The tool is made of dark greenish-grey stone and is finely polished. It is 4 ¾” long, 1” wide and ¼” thick. At one end is a sharpened cutting edge. At the other are three holes drilled into the stone, two drilled fully through and the central hole only partially through. I assume that these were to attach a handle to it. In the nineteenth century a description of it was published describing it as flaying knife or chisel.

At the time it was found there were no archaeologists. Those interested in old things were called antiquaries. Our object was acquired by a local antiquary, the vicar of nearby Witley.

Before finding out what happened to it next I will first address where it might have come from. Stone suitable for making stone tools does not occur naturally in our county. Such material has to be hard but workable, and capable of maintaining a sharp edge. We know that stone tools were traded across Britain, and to and from the continent, as they had been for millennia. A well-known trade route, the Clun-Clee Trackway, was operating in Neolithic times and runs just to the north of here. It started at the Kerry Hills and led to the Severn at Bewdley. The tool thus could have been made of Welsh stone. We know that Welsh stone was known of and valued in other ways, because stone from the Preseli hills was transported to Wiltshire to build Stonehenge.

Back to the article in question. The vicar of Witley gave the artefact to the museum of the Natural History Society in Worcester, where it was one of the founding exhibits. Lindridge can again claim a hand in the story, because the Worcestershire Natural History Society was founded in 1833, at a meeting held at the Guildhall, Worcester. In the chair was Sir Sidney Christopher Smith, second baronet of Eardiston and son of William Smith, founder of the Eardiston estate.

The museum is now called the Worcester City Museum and Art Gallery and although it still houses the tool it is no longer on public display.

Flints found at Eastham

Flints found at Eastham

Other stone tools have also been found nearby. From this parish, a large hand axe and a loom weight are described in detail on the database of the Portable Antiquities website.

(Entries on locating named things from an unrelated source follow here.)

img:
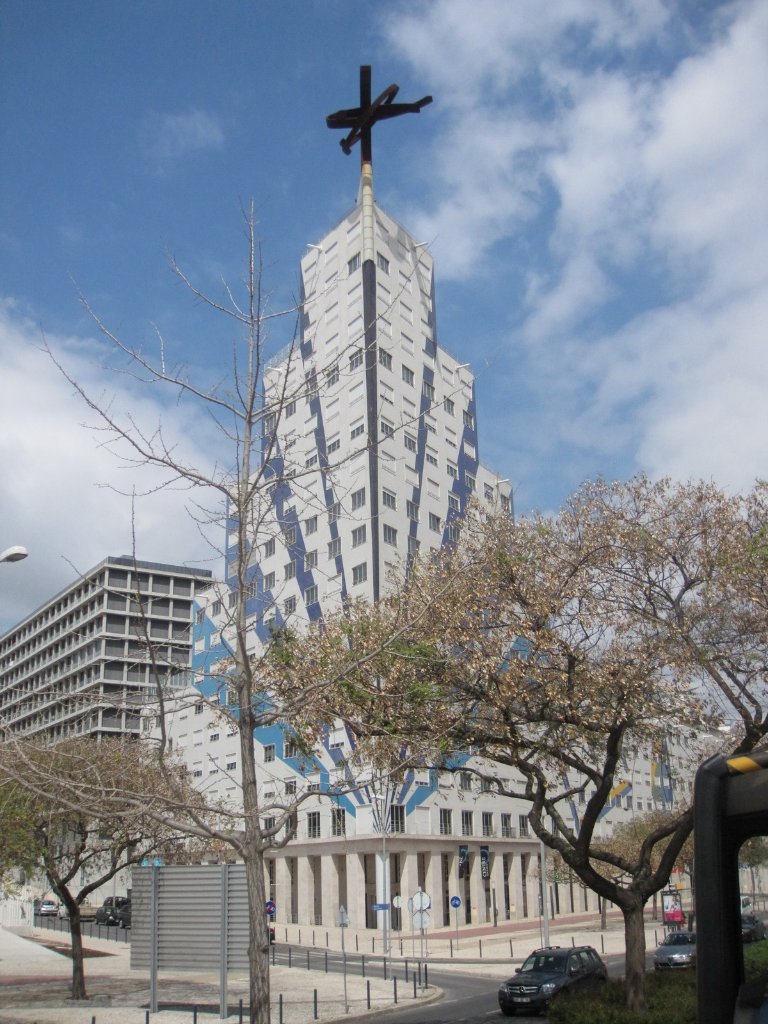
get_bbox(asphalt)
[0,914,664,1024]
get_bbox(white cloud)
[389,0,768,499]
[141,108,224,167]
[0,300,225,632]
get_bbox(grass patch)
[549,971,696,1024]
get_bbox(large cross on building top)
[326,65,432,164]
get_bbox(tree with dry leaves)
[0,737,218,999]
[423,477,768,1010]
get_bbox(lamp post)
[0,544,28,562]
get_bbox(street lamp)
[0,544,28,562]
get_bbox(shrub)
[549,971,696,1024]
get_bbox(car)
[653,931,696,971]
[499,946,608,1017]
[95,896,129,926]
[741,913,765,942]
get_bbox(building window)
[389,804,406,833]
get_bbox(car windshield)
[520,953,565,974]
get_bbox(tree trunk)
[67,903,87,999]
[622,900,645,1013]
[246,849,269,1024]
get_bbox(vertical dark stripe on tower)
[362,259,380,601]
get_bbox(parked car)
[741,913,765,942]
[499,946,608,1017]
[95,896,130,926]
[35,899,58,918]
[653,932,696,971]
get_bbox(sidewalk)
[0,928,439,1024]
[0,912,665,1024]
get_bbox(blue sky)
[0,0,768,628]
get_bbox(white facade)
[0,556,211,739]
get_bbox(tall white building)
[145,189,700,929]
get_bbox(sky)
[0,0,768,631]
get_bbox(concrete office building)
[0,556,211,740]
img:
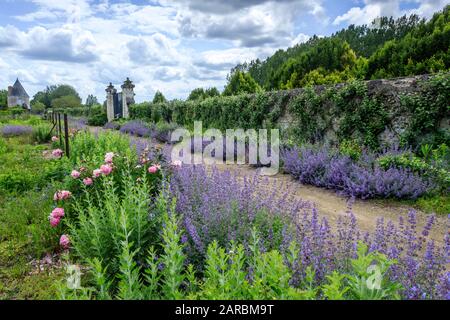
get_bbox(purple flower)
[0,125,33,137]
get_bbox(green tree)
[86,94,98,107]
[31,101,45,113]
[52,95,81,108]
[188,88,205,101]
[223,71,261,96]
[205,87,220,98]
[187,87,220,101]
[31,84,81,108]
[153,90,167,103]
[0,90,8,109]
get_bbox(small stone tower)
[105,78,134,121]
[105,82,117,121]
[121,78,134,118]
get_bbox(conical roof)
[11,79,30,98]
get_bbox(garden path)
[89,127,449,244]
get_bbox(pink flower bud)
[49,216,61,228]
[70,170,81,179]
[100,164,112,176]
[50,208,64,218]
[83,178,94,186]
[148,166,158,173]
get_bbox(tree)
[52,95,81,108]
[223,71,261,96]
[86,94,98,107]
[0,90,8,109]
[205,87,220,98]
[153,90,167,103]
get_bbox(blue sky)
[0,0,450,101]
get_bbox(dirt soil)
[89,127,449,244]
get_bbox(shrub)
[171,166,308,265]
[88,106,108,127]
[33,124,52,143]
[152,121,178,143]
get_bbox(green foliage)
[415,194,450,215]
[347,242,401,300]
[0,137,67,194]
[31,84,81,108]
[223,71,261,96]
[88,105,108,126]
[152,90,167,103]
[31,101,45,114]
[332,81,389,149]
[377,154,450,191]
[231,6,450,90]
[339,140,362,161]
[0,90,8,110]
[366,6,450,79]
[401,73,450,145]
[187,87,220,101]
[70,131,136,165]
[32,123,52,143]
[52,96,81,109]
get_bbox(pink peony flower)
[100,164,112,176]
[50,208,64,218]
[83,178,94,186]
[148,166,159,173]
[70,170,81,179]
[49,216,61,228]
[52,149,64,158]
[92,169,102,178]
[59,234,70,249]
[53,190,72,201]
[105,152,115,163]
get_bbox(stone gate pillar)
[121,78,134,118]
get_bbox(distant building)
[8,79,31,110]
[105,78,134,121]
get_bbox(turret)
[105,82,117,121]
[121,77,135,118]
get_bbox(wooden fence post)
[64,113,70,157]
[57,112,64,147]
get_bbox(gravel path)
[89,127,449,244]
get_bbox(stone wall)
[279,75,450,145]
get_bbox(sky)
[0,0,450,102]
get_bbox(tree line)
[230,5,450,92]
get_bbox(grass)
[0,117,65,299]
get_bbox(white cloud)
[127,33,181,66]
[406,0,450,18]
[19,25,97,62]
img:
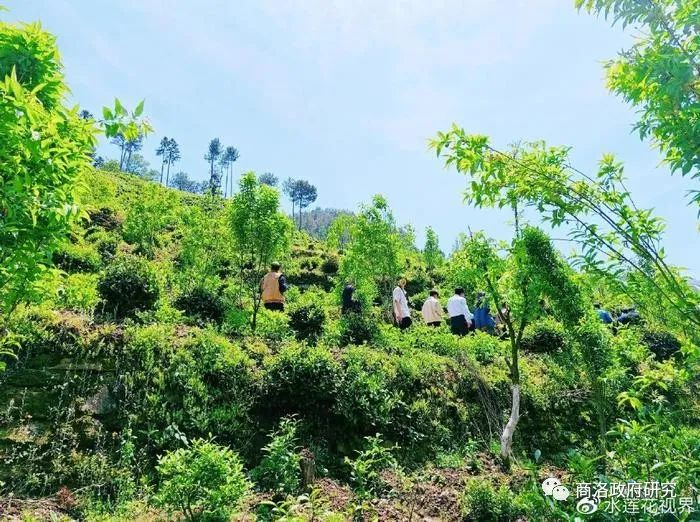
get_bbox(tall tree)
[328,195,407,305]
[258,172,279,187]
[168,171,202,194]
[282,178,297,218]
[423,227,445,270]
[576,0,700,210]
[432,126,700,338]
[222,145,239,197]
[112,132,144,172]
[156,136,170,185]
[204,138,223,194]
[161,138,180,186]
[451,227,584,463]
[297,179,318,230]
[229,172,293,329]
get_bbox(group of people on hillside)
[260,263,639,335]
[260,263,504,335]
[392,278,496,335]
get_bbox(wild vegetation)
[0,4,700,521]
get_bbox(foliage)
[289,294,326,344]
[0,19,95,313]
[123,183,179,257]
[340,312,378,346]
[345,434,397,498]
[522,318,567,353]
[229,172,292,329]
[328,196,406,306]
[575,0,700,204]
[173,286,225,323]
[460,479,521,522]
[97,256,160,318]
[156,439,250,521]
[432,126,700,332]
[641,330,681,361]
[282,178,318,226]
[251,417,301,495]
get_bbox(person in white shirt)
[392,278,413,330]
[421,290,442,326]
[447,288,473,335]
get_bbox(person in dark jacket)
[474,292,496,333]
[340,282,360,314]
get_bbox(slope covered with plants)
[0,2,700,520]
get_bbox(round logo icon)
[552,486,569,502]
[576,497,598,515]
[542,477,561,496]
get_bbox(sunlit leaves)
[431,127,700,332]
[576,0,700,204]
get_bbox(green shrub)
[88,230,119,262]
[522,318,567,353]
[262,344,340,424]
[345,433,397,498]
[460,478,521,522]
[340,312,378,346]
[299,257,321,272]
[173,286,225,323]
[97,257,160,318]
[53,242,102,272]
[289,301,326,343]
[58,274,100,314]
[251,418,301,495]
[337,347,400,434]
[155,440,250,521]
[88,207,122,232]
[321,256,340,275]
[642,330,681,361]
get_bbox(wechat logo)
[542,477,570,502]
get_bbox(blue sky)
[3,0,700,276]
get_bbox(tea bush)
[321,256,340,275]
[53,241,102,272]
[460,479,522,522]
[251,418,301,495]
[289,299,326,344]
[641,330,681,361]
[155,439,250,522]
[261,344,340,425]
[97,256,160,319]
[173,286,225,323]
[522,318,567,353]
[340,311,379,346]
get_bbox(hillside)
[0,172,700,520]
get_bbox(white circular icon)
[576,497,598,515]
[552,486,569,501]
[542,477,561,496]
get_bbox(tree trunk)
[165,162,170,187]
[299,448,316,487]
[501,384,520,464]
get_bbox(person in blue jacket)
[474,292,496,333]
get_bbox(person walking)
[447,287,473,335]
[260,263,287,312]
[593,303,613,324]
[340,282,360,315]
[392,277,413,330]
[474,292,496,333]
[421,290,442,327]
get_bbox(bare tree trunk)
[299,448,316,487]
[501,384,520,463]
[165,161,170,187]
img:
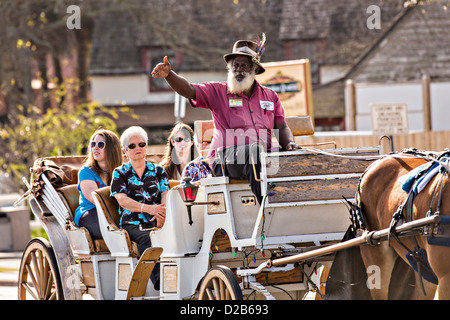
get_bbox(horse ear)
[439,159,450,173]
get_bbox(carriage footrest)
[127,248,163,300]
[427,216,450,247]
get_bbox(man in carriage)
[152,34,298,203]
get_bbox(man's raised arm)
[152,56,195,99]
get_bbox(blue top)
[111,160,169,227]
[74,166,106,226]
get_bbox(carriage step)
[127,248,163,300]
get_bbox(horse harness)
[354,149,450,294]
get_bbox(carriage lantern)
[178,177,219,225]
[178,177,198,205]
[178,177,198,226]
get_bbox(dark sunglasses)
[91,141,105,149]
[128,142,147,150]
[173,137,191,142]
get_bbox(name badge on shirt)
[259,101,275,111]
[228,99,243,108]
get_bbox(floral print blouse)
[111,161,169,228]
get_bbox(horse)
[355,153,450,300]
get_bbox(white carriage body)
[20,115,381,299]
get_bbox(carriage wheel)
[18,238,64,300]
[198,266,242,300]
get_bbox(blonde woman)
[74,129,122,239]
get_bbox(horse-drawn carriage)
[14,118,450,300]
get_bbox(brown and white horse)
[357,154,450,299]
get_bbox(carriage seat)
[92,186,139,257]
[194,116,314,184]
[57,184,108,253]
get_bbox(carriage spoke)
[219,281,226,300]
[22,282,39,300]
[212,278,221,300]
[205,288,216,300]
[36,250,45,298]
[44,272,55,297]
[22,263,39,294]
[18,238,64,300]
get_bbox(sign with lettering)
[256,59,314,119]
[370,103,409,136]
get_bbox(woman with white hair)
[111,126,169,288]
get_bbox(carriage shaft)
[266,216,440,268]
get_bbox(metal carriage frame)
[19,118,446,300]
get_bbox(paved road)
[0,252,22,300]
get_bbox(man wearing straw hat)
[152,34,298,203]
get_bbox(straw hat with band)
[223,33,266,74]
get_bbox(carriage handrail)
[263,215,440,268]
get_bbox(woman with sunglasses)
[74,129,122,239]
[160,122,195,180]
[111,126,169,289]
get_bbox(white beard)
[227,68,255,94]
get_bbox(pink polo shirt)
[189,82,286,156]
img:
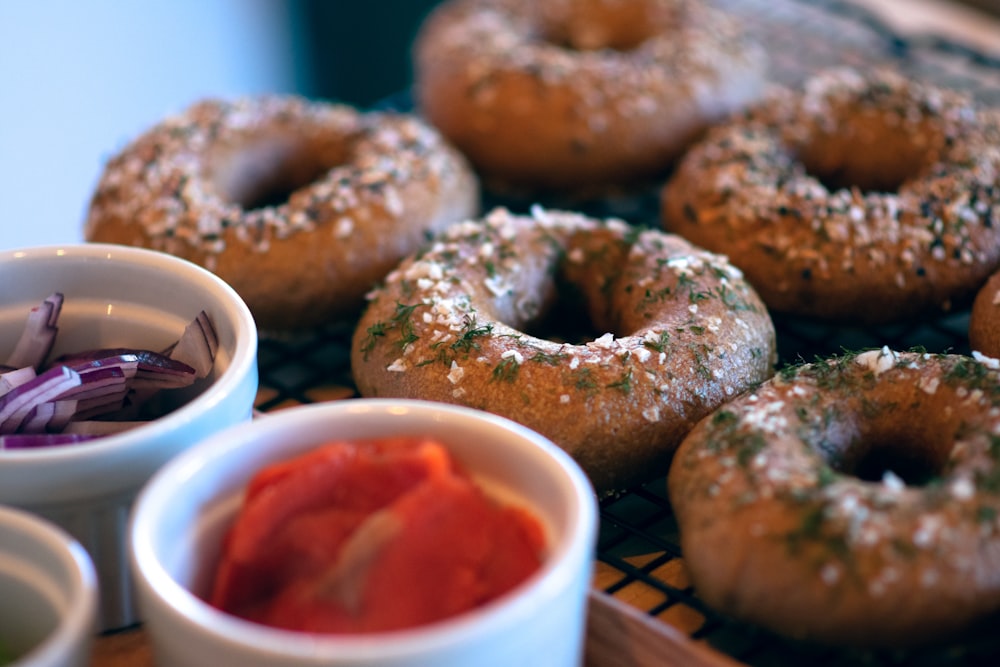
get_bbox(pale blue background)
[0,0,295,249]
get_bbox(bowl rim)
[0,242,258,466]
[129,398,598,664]
[0,505,100,665]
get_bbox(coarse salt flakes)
[500,350,524,365]
[972,350,1000,370]
[448,360,465,384]
[592,333,615,350]
[949,477,976,500]
[333,216,354,239]
[917,377,941,395]
[855,346,899,376]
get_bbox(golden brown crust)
[351,207,775,491]
[668,348,1000,647]
[969,272,1000,358]
[662,69,1000,323]
[85,96,479,331]
[414,0,766,196]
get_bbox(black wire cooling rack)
[257,0,1000,666]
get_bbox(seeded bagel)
[351,207,775,492]
[668,348,1000,648]
[662,68,1000,324]
[84,96,479,332]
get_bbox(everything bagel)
[662,69,1000,323]
[668,349,1000,647]
[84,96,479,331]
[351,207,775,491]
[414,0,766,193]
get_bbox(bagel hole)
[209,137,347,211]
[540,0,668,53]
[838,439,945,487]
[796,115,937,193]
[522,278,607,345]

From across the Teme at Eastham, a large collection of flint tools was discovered in 1936 during excavation for the New Road at Hanley William. Some of these are held locally by Eastham Church.

 

In summary then, this is an object found a long time ago, making its way briefly into county history, but now stored away for safe-keeping. Recently the tool has been looked at again. A group of early Bronze Age artefacts known as “bracers” from museums across the country has been looked at. Our Lindridge artefact was included. Unfortunately the stone type and origin was not determined and the sharp edge on one side of it did not fit with the other bracers. It was suggested that it might have been broken and re-used in antiquity. Bracers are stone rectangles with holes drilled for fixing. No-one knows what they were used for, but the suggestion that they were used to brace the wrist and protect it from an archer’s bow came up in the nineteenth century. A famous tomb called “The Archer’s Tomb” was excavated in Wiltshire, and a stone object, like those described above, was found positioned next to an ancient skeleton’s arm.